The phrases above are a few reasons why I’ve called Aveiro, Portugal, my home for a little bit more than a year, this north-central city is known for its bountiful fishing, seaweed harvesting, and ongoing salt production. Aveiro’s canals and colorfully painted Moliceiro boats led to its marketing moniker as the “Venice of Portugal.” Yet, with its art nouveau architecture, Aveiro is increasingly gaining a reputation as a sustainable city, one that is technologically and digitally innovative.
Aveiro has a vibrant migrant community. There’s a strong presence of Brazilians, Venezuelans, and those from Eastern Europe, along with a growing African and Indian population. A city of just under 80,000 residents, it is smaller than the more popular Portuguese cities: Lisbon (over 3 million), Porto (exceeds 1 million), and more than 450,000 people spread across the southern region referred to as the Algarve. Despite its size, Aveiro lacks very little. It boasts great healthcare, a strong educational system (the University of Aveiro ranks in the top 10 universities in Portugal), and award-winning restaurants. One can easily find great shopping here as well as natural habitats for walking, riding, and exploring.

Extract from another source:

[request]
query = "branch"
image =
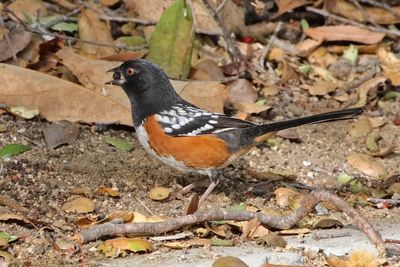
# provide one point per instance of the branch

Behind the surface of its touristic draw, Aveiro has a deep sense of community. Living here since October 2022, I have sensed and experienced a welcoming embrace that sparks more of my love for the city and Portugal as a whole. I landed in Portugal, sight unseen, amidst the pandemic in January 2021. I have witnessed the nation’s growth, spurred by visitors, adventurers, curious-seekers, nomads, and retirees moving here. While I enjoyed living in Lisbon (Principe Real) and Monte Estoril (Cascais district), something was missing for me. At the time, I didn’t realize that my 3-day visit to Aveiro, in Spring 2022, would result in my finding that missing link.
I see Aveiro as a place for opportunities to evolve, specifically for entrepreneurial-minded African Americans. Beyond hair services by and for black people and a few pop-up African restaurants in the city’s outskirts, having a niche that could further enhance Aveiro could be an asset for the burgeoning or established businessperson of African descent.
Aveiro and its neighboring towns and municipalities could be a nice respite from the big city woes, or it could be your new home. I welcome you to visit and see for yourself!